Also Known As: Seriously, Karen Cushman Is The Only Author In The World That Could Write A Book For Young Adults With Poignance And Humor Tied Into A U.S. History Lesson About Manifest Destiny.
Karen Cushman's first two books (Catherine, Called Birdy and The Midwife's Apprentice) were both unqualified triumphs in my mental library, so when I found The Ballad of Lucy Whipple, I let out an actual out-loud cheer. Having finished reading it -- finally -- I can say that the weird looks I got were totally worth it.
This is the story of California Whipple, told in first-person narrative and pieces of letters she writes back East to her grandparents, left behind in a Massachusettes town 40 miles outside of Boston after her father died and her mother, in a fight of American-ness up and moves the entire family westward during the gold rush, hoping to find gold nuggets littering the ground, dragging along a half-dozen children named things like Prairie and Sierra -- there was a point in the book where I said, "Oh God, it's like I've been trapped by the Park Slope stroller mafia or something." -- and a singular boy named Butte. (Proper pronunciation up for debate.
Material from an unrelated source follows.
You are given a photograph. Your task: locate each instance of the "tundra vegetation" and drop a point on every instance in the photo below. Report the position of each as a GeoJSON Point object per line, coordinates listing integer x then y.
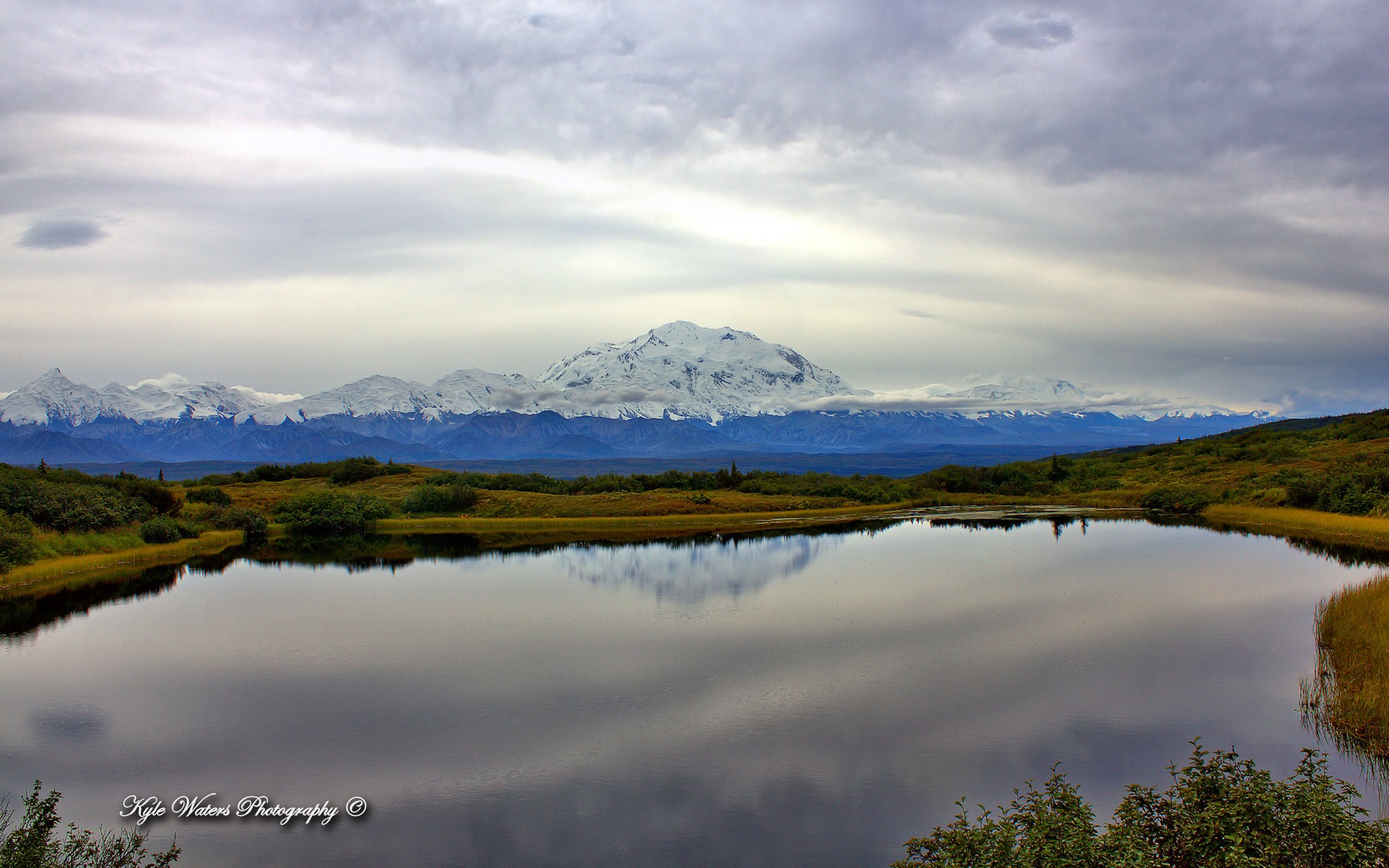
{"type": "Point", "coordinates": [39, 841]}
{"type": "Point", "coordinates": [1220, 810]}
{"type": "Point", "coordinates": [1334, 467]}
To be kind, I have been saying, Bute -- like butane.) California decides her name is Lucy, since California is preposterous and loathesome.
California drags her heels the entire way, protesting and wailing and talking extensively about how she hates absolutely everything about the "town" in which they settle -- Lucky Diggins, California. Mining is hard and horrible, and Arvella Whipple, California's mother finds employment running the only boarding house in the joint for vagrants and miners, rough people with hard lives, and it becomes an increasingly endearing setting for a revolving cast of everybody from the Gent (possibly a serial killer, but very charming?) to Brother Clyde, a preacher come for lost souls who Lucy hopes will bear her away back to the East Coast.
The story -- all its hilarity and heartbreak -- is classic Cushman. Like with Catherine, Called Birdy, she pulls no punches. If the idea of Birdy's awful father slapping her in a drunken fit as he tries to sell her like cheese to the highest-bidding suitor horrifies you, so will the wretchedness Lucy and her family are forced to endure. But the rough edges, I think, are what make Cushman's books so enormously compelling, she writes some of the most imperfectly-human adults I've ever read, and the frustration of trying to understand them viewed again, suddenly, through the lens of a 13 or 14 year old girl is shocking. It's strange to shift back in time so quickly when for so long we've made our excuses for our more-or-less grown up behavior, but to remember it from the slightly shorter perspective of a pre-teenaged girl is humbling and also heartening, to know that even if you seriously, seriously hate your mother for all the crap she's putting you through, you still love her, and want only the best for her.
I loved Lucy, and I love the uncompromising strength and female cussedness about her -- I only wish there were more writers who could tap that core of awesomeness that dwells at the heart of every girl. Or at least that Cushman would write more books. Hey, I vote the Victorian era. I bet she could totally make me laugh about corsetry.
Recommended Reading?: Buy it now. Get three copies and mail them to your friends and their daughters.
Adults Will Love It As Much As Kids?: Absolutely.
Will I Pervert The Source Material And Ready Dirty Things Into It?: No -- I like to think that the dirty things Cushman writes into her books are intentional, and I like that she doesn't whitewash anything. (To that point, Bernard becomes my second-favorite character in this story.)